疑问! 神经网络有时会利用不同层的语义特征,但是利用的方式有两种,就像本处的Globalnet,对不同层次的特征进行 elem_sum, 即对应元素相加,类似于Resnet;而Refinenet则是对不同层次的特征进行concat,类似于inception; 这两者之间的区别是什么,什么时候用concat什么时候用elem_sum呢???

总体网络架构:
resnet101 + create_global_net + create_refine_net

resnet_fms = resnet101(image, is_train, bn_trainable=True)
global_fms, global_outs = create_global_net(resnet_fms, is_train)
#flobal_outs: 17*64*48
refine_out = create_refine_net(global_fms, is_train)
#refine_outs: 17*

根据每个特征点的loss选择那些点进入到Refinenet中进行挖掘:

def ohkm(loss, top_k):
    ohkm_loss = 0.
    for i in range(cfg.batch_size):
        sub_loss = loss[i]
        topk_val, topk_idx = tf.nn.top_k(sub_loss, k=top_k, sorted=False, name='ohkm{}'.format(i))
        tmp_loss = tf.gather(sub_loss, topk_idx, name='ohkm_loss{}'.format(i)) # can be ignore ???
        ohkm_loss += tf.reduce_sum(tmp_loss) / top_k
    ohkm_loss /= cfg.batch_size
    return ohkm_loss



refine_loss = tf.reduce_mean(tf.square(refine_out - label7), (1,2)) * tf.to_float((tf.greater(valids, 0.1)))
refine_loss = ohkm(refine_loss, 8) #选择8个点作为困哪关键点进行挖掘!可设置调整。

训练数据读入(network.py)

    def make_data(self):
        from COCOAllJoints import COCOJoints
        from dataset import Preprocessing
        d = COCOJoints() 
        #得到的数据d对象:
        #humanData = dict(aid = aid,joints=joints, imgpath=imgname, headRect=rect, bbox=bbox, imgid = ann['image_id'], segmentation = ann['segmentation'])
        #输入数据为字典格式,每个字典包含7部分的内容,包括图像id以及关键点坐标,如果想修改训练自己的数据集的化,可以类似修改成这部分的对象
        train_data, _ = d.load_data(cfg.min_kps)

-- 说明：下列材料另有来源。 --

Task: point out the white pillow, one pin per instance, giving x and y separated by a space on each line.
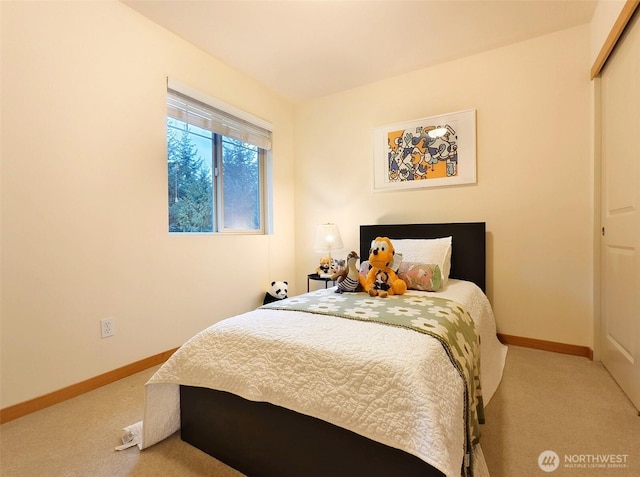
436 251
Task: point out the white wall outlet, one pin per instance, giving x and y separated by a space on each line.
107 327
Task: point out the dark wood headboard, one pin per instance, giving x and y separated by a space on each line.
468 245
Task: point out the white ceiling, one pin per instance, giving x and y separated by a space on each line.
309 48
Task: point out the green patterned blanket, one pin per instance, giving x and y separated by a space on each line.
441 318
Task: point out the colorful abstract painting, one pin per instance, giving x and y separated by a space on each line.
427 152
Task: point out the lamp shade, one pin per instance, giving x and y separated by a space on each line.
328 239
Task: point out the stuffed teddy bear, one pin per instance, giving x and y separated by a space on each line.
382 279
324 267
277 291
348 280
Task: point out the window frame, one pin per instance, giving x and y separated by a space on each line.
238 119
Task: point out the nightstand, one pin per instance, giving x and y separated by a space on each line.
315 276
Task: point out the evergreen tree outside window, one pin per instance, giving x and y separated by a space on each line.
216 169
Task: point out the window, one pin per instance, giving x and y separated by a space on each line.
216 167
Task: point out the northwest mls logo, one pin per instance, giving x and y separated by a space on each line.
548 461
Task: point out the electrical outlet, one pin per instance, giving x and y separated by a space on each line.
107 327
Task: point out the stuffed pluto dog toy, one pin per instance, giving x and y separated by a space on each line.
381 279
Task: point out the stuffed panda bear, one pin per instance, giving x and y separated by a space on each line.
277 291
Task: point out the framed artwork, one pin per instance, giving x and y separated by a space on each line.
429 152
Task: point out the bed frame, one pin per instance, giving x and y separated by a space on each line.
261 439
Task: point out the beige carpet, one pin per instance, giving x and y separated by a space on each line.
546 401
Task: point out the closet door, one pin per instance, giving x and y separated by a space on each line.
620 252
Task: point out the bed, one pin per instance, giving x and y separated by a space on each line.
298 407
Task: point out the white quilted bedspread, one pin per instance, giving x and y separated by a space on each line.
389 384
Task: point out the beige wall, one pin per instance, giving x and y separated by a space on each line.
535 184
604 17
84 213
84 187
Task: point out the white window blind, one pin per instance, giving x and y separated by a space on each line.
211 114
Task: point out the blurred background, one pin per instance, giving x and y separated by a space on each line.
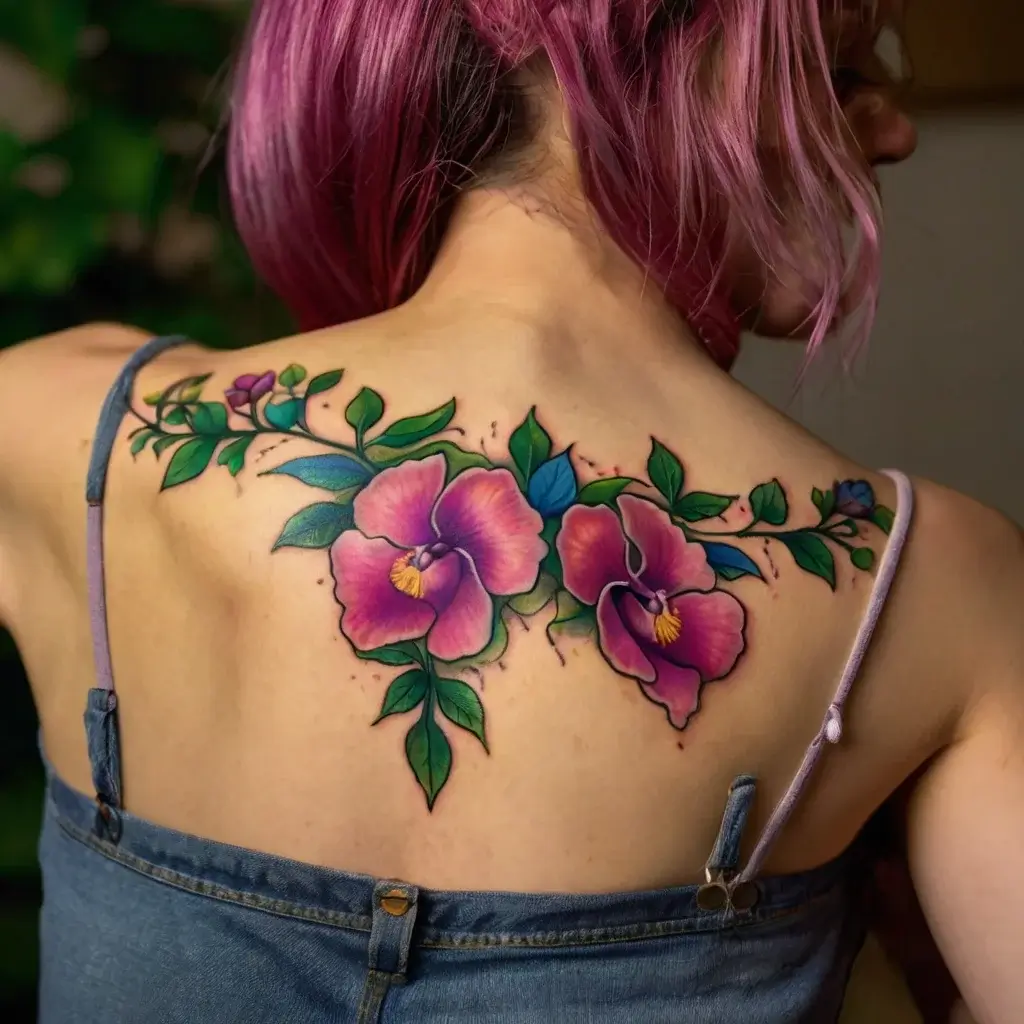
113 206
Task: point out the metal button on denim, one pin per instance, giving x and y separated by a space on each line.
713 896
394 902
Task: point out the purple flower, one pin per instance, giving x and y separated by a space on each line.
854 499
249 388
662 623
425 558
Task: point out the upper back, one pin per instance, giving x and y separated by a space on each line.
569 669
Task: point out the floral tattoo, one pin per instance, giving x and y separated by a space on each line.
434 548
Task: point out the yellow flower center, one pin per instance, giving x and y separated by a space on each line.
406 577
668 626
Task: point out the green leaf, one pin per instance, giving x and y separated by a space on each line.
189 461
460 704
699 505
408 431
884 518
233 456
284 415
292 376
163 443
209 418
364 412
457 459
572 616
141 439
324 382
429 754
811 554
824 502
665 471
403 652
863 558
529 445
768 504
540 597
329 472
404 693
604 492
317 525
192 386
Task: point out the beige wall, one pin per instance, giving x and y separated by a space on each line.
941 391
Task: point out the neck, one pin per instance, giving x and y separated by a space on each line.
520 264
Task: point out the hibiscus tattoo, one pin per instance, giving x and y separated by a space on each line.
435 548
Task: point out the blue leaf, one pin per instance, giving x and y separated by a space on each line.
285 415
330 472
730 562
553 487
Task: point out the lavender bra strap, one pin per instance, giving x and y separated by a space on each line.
832 727
111 417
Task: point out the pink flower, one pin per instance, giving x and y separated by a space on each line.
662 623
425 558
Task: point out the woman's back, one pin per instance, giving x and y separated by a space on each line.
244 705
500 643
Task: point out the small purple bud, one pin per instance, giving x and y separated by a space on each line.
249 388
236 398
262 385
854 499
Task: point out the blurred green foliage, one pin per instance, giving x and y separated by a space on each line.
113 207
113 203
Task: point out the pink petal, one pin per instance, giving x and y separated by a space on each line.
617 644
375 612
670 562
592 547
465 625
484 513
712 635
676 688
396 503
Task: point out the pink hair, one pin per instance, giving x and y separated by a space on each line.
356 124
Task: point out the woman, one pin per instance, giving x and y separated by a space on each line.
494 655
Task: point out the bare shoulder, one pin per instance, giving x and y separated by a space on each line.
966 563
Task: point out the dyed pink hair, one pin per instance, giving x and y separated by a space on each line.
356 123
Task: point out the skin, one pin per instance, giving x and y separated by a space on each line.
230 668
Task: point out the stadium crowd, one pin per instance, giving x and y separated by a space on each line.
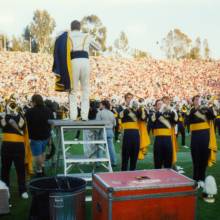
111 77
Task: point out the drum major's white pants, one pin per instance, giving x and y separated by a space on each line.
81 73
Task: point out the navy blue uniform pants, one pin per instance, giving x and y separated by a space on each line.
163 152
130 149
13 153
200 153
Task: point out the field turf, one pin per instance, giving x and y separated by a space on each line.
205 211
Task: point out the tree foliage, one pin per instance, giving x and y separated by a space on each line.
137 54
93 25
206 49
176 44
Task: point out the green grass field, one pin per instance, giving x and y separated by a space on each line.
205 211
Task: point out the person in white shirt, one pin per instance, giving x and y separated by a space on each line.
81 44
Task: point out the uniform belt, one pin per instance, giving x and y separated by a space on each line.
79 54
199 126
162 132
181 119
130 125
8 137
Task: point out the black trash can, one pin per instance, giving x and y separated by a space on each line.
57 198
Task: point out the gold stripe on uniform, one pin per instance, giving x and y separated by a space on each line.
130 125
199 126
69 64
8 137
162 132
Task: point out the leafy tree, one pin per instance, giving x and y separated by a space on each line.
29 40
137 54
41 29
4 42
93 25
17 44
121 44
176 44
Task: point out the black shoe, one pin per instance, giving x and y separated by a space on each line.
39 174
43 171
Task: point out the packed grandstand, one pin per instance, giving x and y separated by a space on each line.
27 73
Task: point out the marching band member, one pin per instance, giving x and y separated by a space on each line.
144 136
71 66
203 140
131 137
181 124
80 69
165 140
15 146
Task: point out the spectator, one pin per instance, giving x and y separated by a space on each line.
106 115
39 130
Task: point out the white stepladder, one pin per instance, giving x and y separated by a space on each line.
64 130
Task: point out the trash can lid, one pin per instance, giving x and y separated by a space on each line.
57 184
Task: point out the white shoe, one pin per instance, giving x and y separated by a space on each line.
179 168
201 184
186 147
209 199
24 195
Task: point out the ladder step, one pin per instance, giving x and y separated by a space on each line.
84 142
86 160
86 176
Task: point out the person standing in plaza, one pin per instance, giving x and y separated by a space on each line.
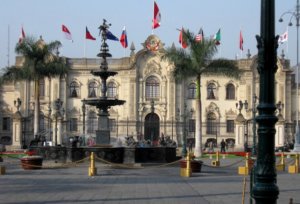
223 145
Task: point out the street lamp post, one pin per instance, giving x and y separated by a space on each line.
49 122
58 104
265 189
295 15
83 116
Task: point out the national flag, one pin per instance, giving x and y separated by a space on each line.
22 35
182 39
283 38
157 17
217 37
241 41
111 36
67 33
88 34
199 37
123 38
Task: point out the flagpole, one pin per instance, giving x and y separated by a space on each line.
8 42
287 43
84 47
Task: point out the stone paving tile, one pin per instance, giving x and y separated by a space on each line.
149 185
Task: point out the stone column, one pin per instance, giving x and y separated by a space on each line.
279 135
239 132
17 131
59 130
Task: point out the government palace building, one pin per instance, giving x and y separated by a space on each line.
156 105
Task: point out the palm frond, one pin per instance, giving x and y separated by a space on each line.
223 67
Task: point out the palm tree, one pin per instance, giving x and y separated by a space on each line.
40 62
196 61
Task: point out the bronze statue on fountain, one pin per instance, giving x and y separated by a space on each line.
103 103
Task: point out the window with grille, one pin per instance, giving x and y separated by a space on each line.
230 126
92 124
6 124
211 91
111 90
42 87
73 124
92 89
192 125
152 88
211 124
74 89
42 122
230 91
112 125
192 91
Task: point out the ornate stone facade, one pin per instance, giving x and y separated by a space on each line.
155 103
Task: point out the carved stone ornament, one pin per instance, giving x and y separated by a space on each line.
153 43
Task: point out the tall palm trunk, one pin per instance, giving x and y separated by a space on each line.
198 137
36 107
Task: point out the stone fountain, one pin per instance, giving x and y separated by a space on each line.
103 103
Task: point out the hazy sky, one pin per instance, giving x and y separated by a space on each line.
40 17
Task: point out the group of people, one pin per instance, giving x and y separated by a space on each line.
210 145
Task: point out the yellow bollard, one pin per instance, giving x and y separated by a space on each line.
217 161
294 169
244 170
92 168
281 166
187 171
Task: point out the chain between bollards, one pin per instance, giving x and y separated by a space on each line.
92 168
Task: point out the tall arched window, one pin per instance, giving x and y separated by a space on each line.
92 89
211 124
230 91
42 87
111 90
152 87
42 122
92 124
74 89
192 88
211 91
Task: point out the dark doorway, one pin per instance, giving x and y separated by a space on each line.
152 127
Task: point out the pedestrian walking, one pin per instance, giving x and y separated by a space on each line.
223 146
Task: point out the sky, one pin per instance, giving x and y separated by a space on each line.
45 18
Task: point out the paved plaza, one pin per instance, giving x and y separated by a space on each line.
148 184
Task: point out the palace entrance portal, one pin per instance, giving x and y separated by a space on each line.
151 127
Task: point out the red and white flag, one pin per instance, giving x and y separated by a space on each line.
123 38
182 39
88 35
241 44
157 17
22 35
199 37
66 32
283 38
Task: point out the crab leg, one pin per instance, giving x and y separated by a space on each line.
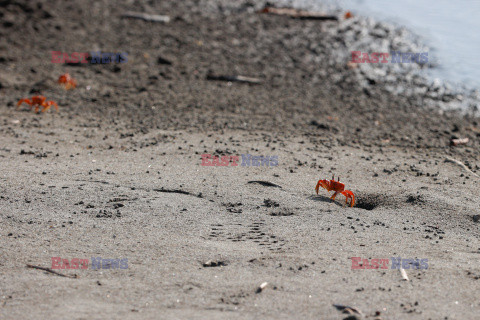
349 195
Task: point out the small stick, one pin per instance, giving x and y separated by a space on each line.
299 14
146 16
447 159
51 271
235 79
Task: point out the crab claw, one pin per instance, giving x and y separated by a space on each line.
349 195
324 184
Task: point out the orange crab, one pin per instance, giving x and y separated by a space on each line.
67 81
338 188
37 102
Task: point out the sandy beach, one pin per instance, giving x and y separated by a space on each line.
117 172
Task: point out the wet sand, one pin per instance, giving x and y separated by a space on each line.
117 173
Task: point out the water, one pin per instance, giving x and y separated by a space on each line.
451 28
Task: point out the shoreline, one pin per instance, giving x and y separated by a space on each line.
117 171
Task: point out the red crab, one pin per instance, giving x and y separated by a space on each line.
37 102
338 188
67 81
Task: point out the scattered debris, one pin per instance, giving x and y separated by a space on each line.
298 14
161 60
456 142
242 79
265 183
146 16
177 191
214 263
52 271
352 65
347 309
447 159
261 287
37 102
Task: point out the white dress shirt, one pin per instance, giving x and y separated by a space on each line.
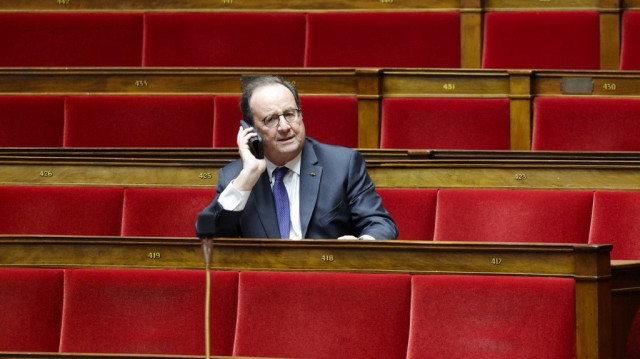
232 199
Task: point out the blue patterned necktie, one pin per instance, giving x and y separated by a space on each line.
282 201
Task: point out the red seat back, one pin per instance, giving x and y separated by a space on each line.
586 124
568 40
31 121
224 39
513 216
54 210
138 121
492 317
163 212
445 124
30 309
146 311
322 315
413 210
615 221
387 39
67 39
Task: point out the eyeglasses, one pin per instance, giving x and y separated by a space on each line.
291 116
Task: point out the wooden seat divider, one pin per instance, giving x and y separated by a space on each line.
597 279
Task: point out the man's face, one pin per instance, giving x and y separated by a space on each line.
285 141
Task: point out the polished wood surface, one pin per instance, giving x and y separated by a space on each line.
588 265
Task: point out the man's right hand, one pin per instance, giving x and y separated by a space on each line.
252 167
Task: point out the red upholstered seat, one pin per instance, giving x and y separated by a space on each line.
163 212
542 40
547 216
146 311
470 124
492 317
413 210
60 210
31 121
70 39
615 221
633 343
586 124
30 309
629 51
138 121
322 315
224 39
332 120
386 39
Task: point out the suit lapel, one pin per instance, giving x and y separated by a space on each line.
310 175
266 207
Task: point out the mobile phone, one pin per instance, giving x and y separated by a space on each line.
255 143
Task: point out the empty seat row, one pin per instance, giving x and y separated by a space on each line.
155 121
421 39
478 215
276 314
193 121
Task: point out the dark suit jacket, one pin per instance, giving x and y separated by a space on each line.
337 197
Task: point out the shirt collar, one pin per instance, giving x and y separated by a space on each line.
293 165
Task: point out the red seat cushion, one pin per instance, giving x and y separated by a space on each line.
629 51
615 221
518 40
332 120
224 39
31 121
545 216
163 212
146 311
92 211
138 121
492 317
387 39
445 124
322 315
586 124
70 39
30 309
413 210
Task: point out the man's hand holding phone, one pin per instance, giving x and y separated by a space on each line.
252 165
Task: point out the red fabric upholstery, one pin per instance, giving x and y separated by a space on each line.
388 39
163 212
615 221
629 51
70 39
30 309
586 124
332 120
146 311
224 39
322 315
31 121
492 317
542 40
513 216
413 210
138 121
470 124
60 210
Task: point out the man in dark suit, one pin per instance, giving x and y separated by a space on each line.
302 189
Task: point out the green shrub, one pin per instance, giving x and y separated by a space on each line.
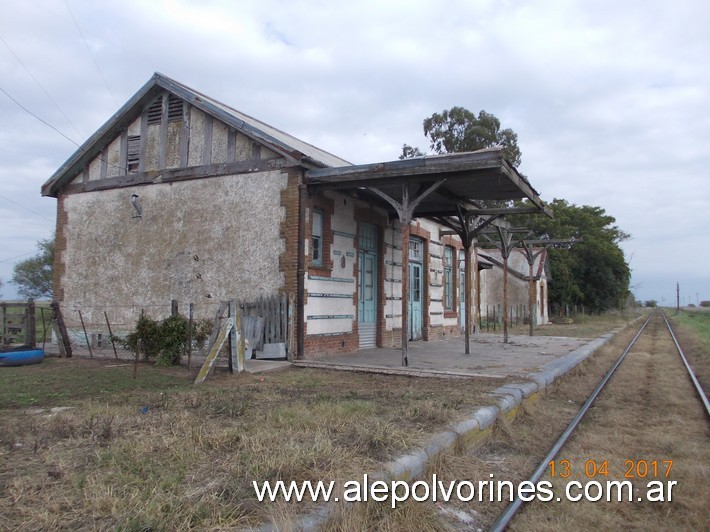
166 341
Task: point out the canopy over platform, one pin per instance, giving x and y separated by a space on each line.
462 179
446 188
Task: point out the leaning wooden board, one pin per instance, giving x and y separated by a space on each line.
216 347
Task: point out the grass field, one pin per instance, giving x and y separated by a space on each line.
699 321
157 453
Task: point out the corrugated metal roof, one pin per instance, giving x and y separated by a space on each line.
320 157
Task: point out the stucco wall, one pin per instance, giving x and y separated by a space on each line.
195 238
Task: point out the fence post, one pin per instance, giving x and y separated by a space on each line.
30 327
61 330
110 335
189 338
88 344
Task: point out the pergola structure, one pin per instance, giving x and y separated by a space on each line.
445 188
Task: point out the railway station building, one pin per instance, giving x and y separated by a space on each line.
180 197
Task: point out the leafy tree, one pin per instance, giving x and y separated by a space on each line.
34 275
460 130
409 152
593 272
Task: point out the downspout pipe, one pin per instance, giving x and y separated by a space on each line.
300 268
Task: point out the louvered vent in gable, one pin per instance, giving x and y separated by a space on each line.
174 110
133 153
155 112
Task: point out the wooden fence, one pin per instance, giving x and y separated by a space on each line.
18 324
266 321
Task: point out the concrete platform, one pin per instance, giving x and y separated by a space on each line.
489 357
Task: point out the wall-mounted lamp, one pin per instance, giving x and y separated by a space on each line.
136 206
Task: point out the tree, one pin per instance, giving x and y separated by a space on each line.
34 275
593 272
460 130
409 153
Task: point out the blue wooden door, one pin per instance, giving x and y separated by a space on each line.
367 285
416 284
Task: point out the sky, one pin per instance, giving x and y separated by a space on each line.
609 99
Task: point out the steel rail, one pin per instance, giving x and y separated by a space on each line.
517 503
691 373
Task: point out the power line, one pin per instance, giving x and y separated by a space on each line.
39 85
23 207
38 118
18 256
55 129
91 53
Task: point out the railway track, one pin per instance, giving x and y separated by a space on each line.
659 329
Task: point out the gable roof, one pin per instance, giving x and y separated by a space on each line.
294 149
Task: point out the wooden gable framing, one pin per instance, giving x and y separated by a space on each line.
168 132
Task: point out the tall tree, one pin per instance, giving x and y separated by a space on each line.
593 272
34 275
460 130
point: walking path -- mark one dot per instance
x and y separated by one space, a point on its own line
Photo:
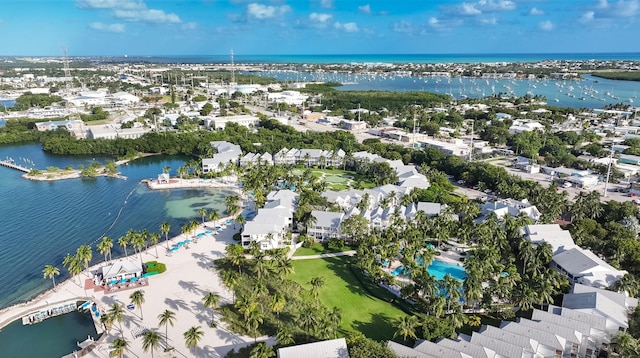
190 275
324 256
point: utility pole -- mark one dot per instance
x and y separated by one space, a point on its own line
606 184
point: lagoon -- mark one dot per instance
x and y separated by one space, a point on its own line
43 221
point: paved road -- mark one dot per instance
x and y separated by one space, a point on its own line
324 256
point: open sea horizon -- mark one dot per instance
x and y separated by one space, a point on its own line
371 58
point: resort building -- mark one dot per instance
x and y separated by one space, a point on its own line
560 240
310 157
587 322
511 207
272 223
334 348
585 267
225 153
219 123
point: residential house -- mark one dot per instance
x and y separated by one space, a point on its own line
334 348
585 267
225 153
327 225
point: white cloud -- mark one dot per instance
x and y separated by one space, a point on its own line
147 15
189 26
546 25
587 16
347 27
535 11
468 9
110 4
107 27
263 12
326 4
365 9
489 21
403 26
319 17
479 7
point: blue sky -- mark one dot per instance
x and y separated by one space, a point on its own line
250 27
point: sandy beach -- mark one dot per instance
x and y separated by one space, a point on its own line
190 275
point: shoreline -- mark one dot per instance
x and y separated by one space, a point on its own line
77 174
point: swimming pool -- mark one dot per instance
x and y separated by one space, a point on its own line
438 269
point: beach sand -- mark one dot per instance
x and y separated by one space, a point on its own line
189 276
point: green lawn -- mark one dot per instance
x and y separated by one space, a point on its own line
317 249
360 311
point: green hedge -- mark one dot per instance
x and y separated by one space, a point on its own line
155 267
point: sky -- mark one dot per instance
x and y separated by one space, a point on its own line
260 27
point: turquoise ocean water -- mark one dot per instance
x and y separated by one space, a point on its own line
43 221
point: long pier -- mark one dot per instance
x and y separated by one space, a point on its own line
10 163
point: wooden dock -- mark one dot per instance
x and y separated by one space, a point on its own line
10 163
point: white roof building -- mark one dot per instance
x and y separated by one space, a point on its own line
552 234
585 267
226 153
334 348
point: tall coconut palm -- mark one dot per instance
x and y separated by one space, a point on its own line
284 336
211 301
150 340
316 284
192 337
262 351
214 216
118 346
278 301
104 247
73 265
123 241
164 228
155 238
137 298
117 315
166 319
230 279
51 272
203 213
406 327
85 255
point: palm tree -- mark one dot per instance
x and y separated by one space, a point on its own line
214 216
278 301
117 315
203 213
284 336
105 246
316 284
85 255
211 301
51 272
123 241
137 298
118 346
262 351
192 337
154 238
230 279
73 265
406 327
150 341
164 228
335 316
166 319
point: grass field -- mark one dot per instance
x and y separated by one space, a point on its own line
316 249
361 312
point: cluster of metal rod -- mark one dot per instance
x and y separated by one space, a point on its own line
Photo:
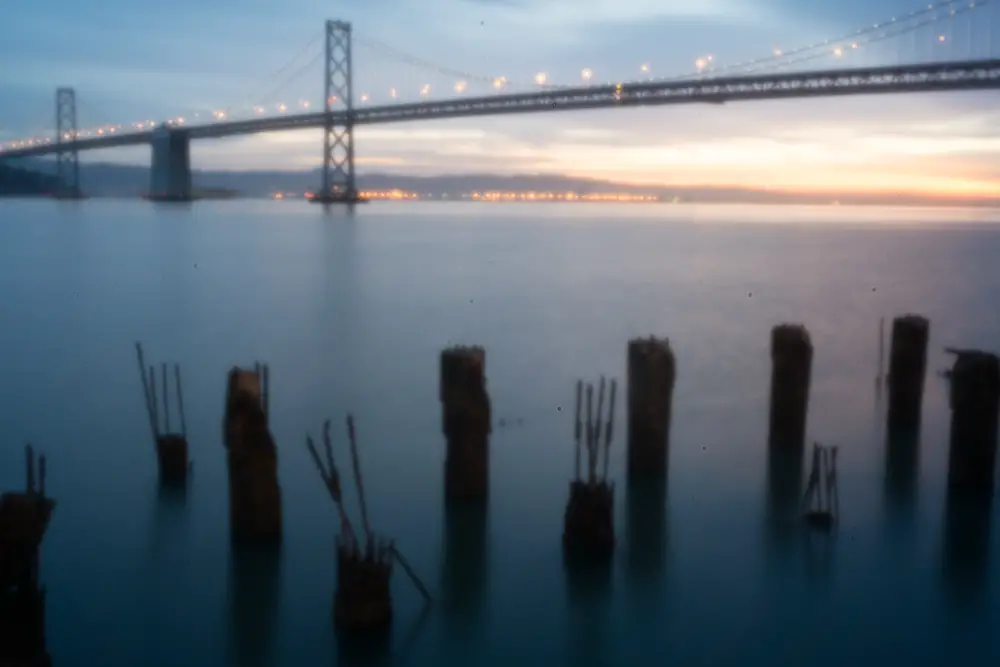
592 434
149 391
263 372
375 548
821 495
29 454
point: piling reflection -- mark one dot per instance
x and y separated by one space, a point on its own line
646 517
170 513
902 466
784 491
363 650
465 564
254 584
966 545
589 596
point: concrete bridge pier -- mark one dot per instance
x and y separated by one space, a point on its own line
170 174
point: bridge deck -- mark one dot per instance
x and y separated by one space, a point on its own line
938 77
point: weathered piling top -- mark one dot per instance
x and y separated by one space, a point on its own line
24 517
974 377
245 382
656 349
789 337
462 369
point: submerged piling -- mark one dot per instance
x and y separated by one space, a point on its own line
24 518
791 359
652 371
466 423
588 524
171 446
975 399
252 458
907 370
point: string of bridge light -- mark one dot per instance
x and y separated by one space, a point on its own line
778 58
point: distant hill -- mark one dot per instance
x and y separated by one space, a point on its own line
115 180
20 182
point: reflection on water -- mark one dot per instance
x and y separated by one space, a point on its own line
464 567
170 518
784 493
646 530
588 587
254 581
356 314
967 545
902 467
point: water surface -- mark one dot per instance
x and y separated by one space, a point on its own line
351 313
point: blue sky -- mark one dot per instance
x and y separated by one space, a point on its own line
133 61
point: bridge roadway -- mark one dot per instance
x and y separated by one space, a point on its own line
937 77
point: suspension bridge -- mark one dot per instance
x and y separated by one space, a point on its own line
921 66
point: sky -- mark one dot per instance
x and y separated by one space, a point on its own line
132 61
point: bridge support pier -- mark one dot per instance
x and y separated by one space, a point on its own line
170 174
339 186
67 156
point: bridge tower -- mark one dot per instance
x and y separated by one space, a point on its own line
67 155
338 142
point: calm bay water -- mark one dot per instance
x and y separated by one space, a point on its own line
351 314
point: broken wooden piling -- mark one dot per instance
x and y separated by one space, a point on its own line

        from tfflat.data_provider import DataFromList, MultiProcessMapDataZMQ, BatchData, MapData
        dp = DataFromList(train_data) #转换为list
        if cfg.dpflow_enable:  #True
            dp = MultiProcessMapDataZMQ(dp, cfg.nr_dpflows, Preprocessing)
            ##传入函数Preprocessing,对图像进行裁剪标准框以及关键点坐标变换,并且生成图像关键点热力图标签!
        else:
            dp = MapData(dp, Preprocessing)
        dp = BatchData(dp, cfg.batch_size // cfg.nr_aug) ##nr_aug = 4
        dp.reset_state()
        dataiter = dp.get_data()
        return dataiter

图像预处理以及标签生成(dataset.py)

对图像进行标准框裁剪的时候,先进行了padding操作,使用图像均值进行填充,再对图像进行裁剪,裁剪之后的图像为之前的标准框,并对关键点坐标进行相应的操作!
pad–>crop

def Preprocessing(d, stage='train'):
    height, width = cfg.data_shape #256 192
    imgs = []
    labels = []
    valids = []
    if cfg.use_seg:
        segms = []

    vis = False
    img = cv2.imread(os.path.join(cfg.img_path, d['imgpath'])) #读取图像
    #hack(multiprocessing data provider)
    while img is None:
        print('read none image')
        time.sleep(np.random.rand() * 5)
        img = cv2.imread(os.path.join(cfg.img_path, d['imgpath']))
    add = max(img.shape[0], img.shape[1])
    bimg = cv2.copyMakeBorder(img, add, add, add, add, borderType=cv2.BORDER_CONSTANT,
                              value=cfg.pixel_means.reshape(-1)) #均值填充!!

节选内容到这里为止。